Codify Your Channels
Your organization likely has some recognizable customer channels, such as websites, mobile apps, call centers, physical stores, and so on. A specific product or service may leverage all or only some of these channels. You also may have a greater or lesser presence in different channels. Here are some approaches to get you started. In general, remember to keep in mind the three facets discussed previously: interaction, information, and context.
1. Start with the obvious. What are the major channels you support or where you interact with customers? For example, a customer setting up, placing, picking up, and refilling prescriptions at a CVS Pharmacy at Target may interact with multiple channels owned by the two companies (see Table 1.2).
TABLE 1.2 COMPARISON OF CHANNELS
Target | CVS |
Target.com: Pharmacy | CVS.com: Target |
Store—Main Line | Pharmacy—Direct Line |
Physical Environment (Parking, Signage, Displays, etc). | Physical Environment (Signage, Displays, etc). SMS/Messaging |
Target Mobile App | CVS Mobile App Direct Mail Email |
2. Choose the right granularity. As you identify channels, go beyond broad categories such as “web” or “print.” A finer granularity will help you think more strategically about how to use specific channels and to identify where new channels are needed. If you have State Farm insurance, for example, the mobile channel has multiple native applications (see Figure 1.9). Differentiating each of these as separate channels helps clarify the current and future roles of each application in supporting different customer needs and contexts.
FIGURE 1.9 In larger, more fragmented product and service ecosystems, a more granular definition of your channels can help reframe what each subchannel really offers customers and how they relate to other subchannels.
3. Be specific. In some cases, you may be delivering different experiences based on the technological affordances of different devices. If your website has different features or touchpoints on larger screens than smaller screens that are assumed to be mobile, define those separately. For example, “Standard main website” and “Mobile main website.” This will help you parse and reimagine how to design for varying intersections of technological affordances and customer context.

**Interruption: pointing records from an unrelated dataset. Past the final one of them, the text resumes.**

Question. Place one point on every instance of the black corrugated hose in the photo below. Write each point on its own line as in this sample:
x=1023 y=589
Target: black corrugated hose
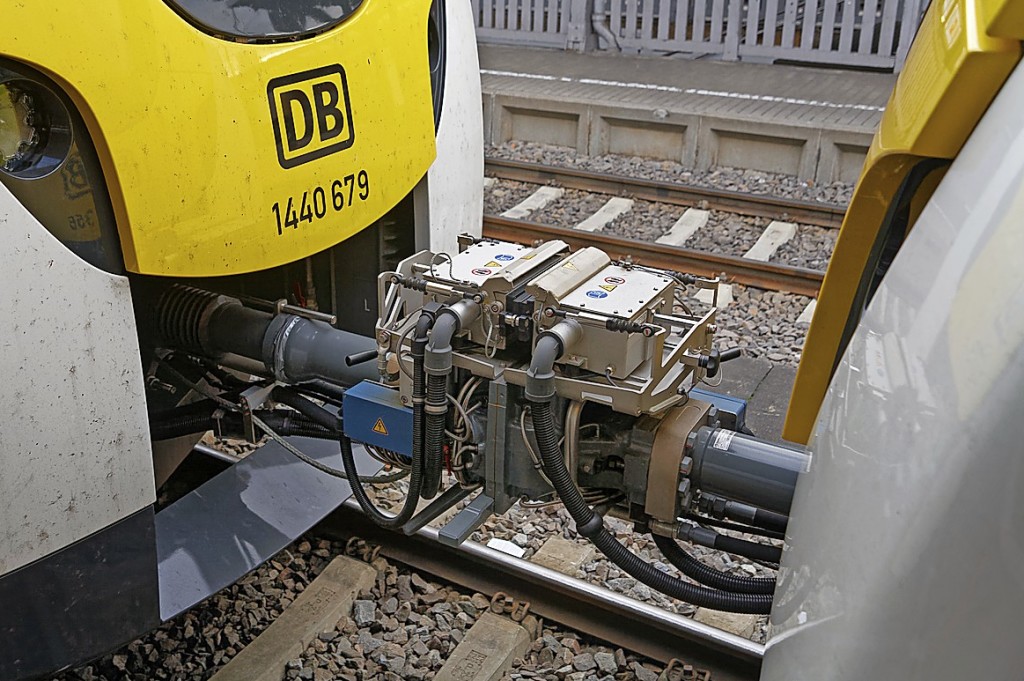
x=433 y=454
x=591 y=525
x=753 y=550
x=423 y=325
x=707 y=575
x=443 y=331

4. Note who owns each channel. As you take stock of relevant channels, you should note which groups and accountable executives own them. In some cases—as in the CVS pharmacy at Target example—you also want to determine what external vendors or partners make decisions related to specific channels. As later chapters will reveal, you will need to reach out and actively collaborate with these people in the future.
5. Be ready to adapt. You will probably discover new channels as you and your team go beyond the obvious. Over time, you will also see your channel mix change—either through your efforts or others. Just get a good foundation, start your digging, and adjust as needed.
Build the Orchestra
A helpful analogy for understanding and explaining to others this shift from channels as destinations to enablers of end-to-end experiences is an orchestra (unsurprising, given the title of this book).
What About Research?
Start exploring new frameworks by doing discovery alone or with colleagues. Doing so will help you get a feel for how to define your channels and identify the touchpoints within them.
However, this is merely a prelude to your first movement of work: engaging directly with the customers and other participants. Chapter 5, “Mapping Experiences,” will cover the importance of performing qualitative research as a team to understand the needs of people and how they interact—or could interact better—with your organization.
In an orchestra, you have many instruments playing in concert with one another. The conductor determines (working from sheet music) which kinds of instruments will help bring the piece to life. What does each instrument need to play? When do they play solo? Where do they harmonize with other instruments?